Theoretical Analysis Reflection

     In Lareau’s text, she focuses on low/working and middle class families and the impact that their way of living has on the offspring.  She states that middle class families engage in concerted cultivation as opposed to the low/working class families who prefer natural growth for their children. Lareau believes that the children raised in the middle classes families gain more of advantage than the children in low/working class families, and I agree with Lareau.

            Chapter three is about a boy, Garret Tallinger, who is raised in a middle class family. Organized sports are a top priority for him and they shape Garret to be competitive, aggressive, and teach him how to work with a team. In addition to sports, his parents use a technique of answering questions with more questions to arrive at an answer. They also teach Garret how to interact with adults, making sure he gives eye contact when shaking the hand of an adult. The parents of Alexander Williams, who is also middle class, makes sure that he questions authority.

            In contrast, low/ working class families function differently. Lareau talks about Tyrec Taylor, who is allowed to do what he wants. Organized sports are not a priority for him. He is allowed to go outside and play in the streets all day long. He did participate in football, but he quit the next year and was not required to play any other sport. His mother made him do what she wanted him to do by giving commands instead of phrasing everything in a question like Garret’s mother to enables him to think. Also, Tyrec refers to all adults as “Miss” and “Mister” and is taught to respect all adults.

            The difference between the two does give the middle class child more of an advantage for handling the real world and higher performances in school. In Garret’s case, he will be able to question adults and engage in their conversations naturally, whereas Tyrec will feel uncomfortable being that he was taught to strictly respect adults. He may not want to question them. This is how I was taught when I was younger. My mother always told me to “stay in a child’s place” and “do not get involved in grown people’s conversation.” As a result, I was nervous when adults actually wanted me to engage in conversation with them. This was a disadvantage for me because I had to learn and become comfortable with engaging in conversation with my elders. Even today, I am nervous on interviews because they are usually with older men or women.

            I was raised being taught with a mixture concerted cultivation and natural growth . My mother really believed in organized sports; however, the activities did not run my day to day life because they were at fixed times on fixed dates. I was on a drill team since I was three years old, with an addition to other activities, such as dancing on a band and participating in clubs. I had some of the same outcomes as Garrett, like being competitive, a better leader, taught how to interact with children my age, deal with different personalities, and be more aggressive. It also taught me to not be a quitter.

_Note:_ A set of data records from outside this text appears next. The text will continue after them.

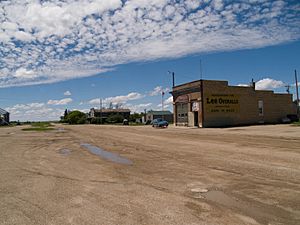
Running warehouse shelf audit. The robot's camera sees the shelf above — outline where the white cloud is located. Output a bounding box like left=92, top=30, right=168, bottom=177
left=14, top=68, right=37, bottom=79
left=255, top=78, right=285, bottom=90
left=64, top=91, right=72, bottom=96
left=149, top=86, right=170, bottom=96
left=47, top=98, right=73, bottom=105
left=5, top=103, right=64, bottom=121
left=0, top=0, right=300, bottom=87
left=124, top=103, right=152, bottom=113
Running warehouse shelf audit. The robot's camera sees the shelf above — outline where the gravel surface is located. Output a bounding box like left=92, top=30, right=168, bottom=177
left=0, top=124, right=300, bottom=225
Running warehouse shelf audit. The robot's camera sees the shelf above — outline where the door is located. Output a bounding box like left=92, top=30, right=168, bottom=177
left=194, top=111, right=199, bottom=127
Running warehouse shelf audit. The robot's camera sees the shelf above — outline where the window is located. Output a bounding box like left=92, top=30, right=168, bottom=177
left=258, top=100, right=264, bottom=116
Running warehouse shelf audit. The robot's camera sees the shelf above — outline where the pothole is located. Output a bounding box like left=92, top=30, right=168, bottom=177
left=81, top=143, right=133, bottom=165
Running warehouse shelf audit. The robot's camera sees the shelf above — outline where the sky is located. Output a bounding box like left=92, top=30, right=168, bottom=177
left=0, top=0, right=300, bottom=121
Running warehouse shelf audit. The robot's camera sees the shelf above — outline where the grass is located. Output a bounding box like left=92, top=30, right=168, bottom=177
left=292, top=121, right=300, bottom=126
left=22, top=122, right=54, bottom=131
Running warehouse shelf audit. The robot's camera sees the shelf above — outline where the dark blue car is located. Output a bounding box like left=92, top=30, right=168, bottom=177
left=151, top=118, right=169, bottom=128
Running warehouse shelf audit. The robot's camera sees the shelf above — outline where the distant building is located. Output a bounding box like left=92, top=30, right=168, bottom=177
left=146, top=110, right=173, bottom=123
left=0, top=108, right=9, bottom=125
left=171, top=80, right=297, bottom=127
left=89, top=108, right=130, bottom=121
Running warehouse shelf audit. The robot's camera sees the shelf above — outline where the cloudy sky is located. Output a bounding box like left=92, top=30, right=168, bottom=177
left=0, top=0, right=300, bottom=120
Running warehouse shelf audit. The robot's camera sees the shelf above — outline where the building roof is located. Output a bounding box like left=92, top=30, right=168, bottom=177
left=147, top=110, right=173, bottom=115
left=0, top=108, right=8, bottom=115
left=91, top=109, right=130, bottom=113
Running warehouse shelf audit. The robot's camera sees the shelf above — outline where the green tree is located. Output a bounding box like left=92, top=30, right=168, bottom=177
left=65, top=111, right=86, bottom=124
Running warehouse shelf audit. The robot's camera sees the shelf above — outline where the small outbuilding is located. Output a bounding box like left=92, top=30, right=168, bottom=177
left=89, top=108, right=130, bottom=121
left=146, top=110, right=173, bottom=123
left=170, top=80, right=297, bottom=127
left=0, top=108, right=9, bottom=125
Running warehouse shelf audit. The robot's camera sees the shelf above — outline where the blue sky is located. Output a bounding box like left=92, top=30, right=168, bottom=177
left=0, top=0, right=300, bottom=120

            My mother gave did give demands, but she also made me figure things out on my own. For example, when it came to playing on the streets, she gave boundaries, like Tyrec’s mother and allowed to do what I wanted to do until it was time for me to go in the house, but I could not go outside if I had not completed all of my homework first. In other instances, when I complained about a grade on an assignment, she would suggest that I talk to my teacher to figure out why I received what I did before she went to ask.  This helped me out because whenever I am unclear with directions or assignments or anything in general, I am not afraid to ask for help. I feel llike students benefit more from suggestions or answering questions with questions instead of being demanded to do something because it gives them room to critically think and reflect o situations. It also helps with decision making, which is used a lot in the "real world."

            Overall, I believe that the ideas Lareau expresses are accurate. The things that children learn in their home will be reflected through their actions outside of home. Tyrec is taught to respect adults in his home, and when he goes out to school, he will respect them. Garret is taught to give eye contact and shake the hands of elder men, and he does so when he is in public and meets someone new.  These small things affect the future of children, and middle class children have a slight advantage over low/working class families.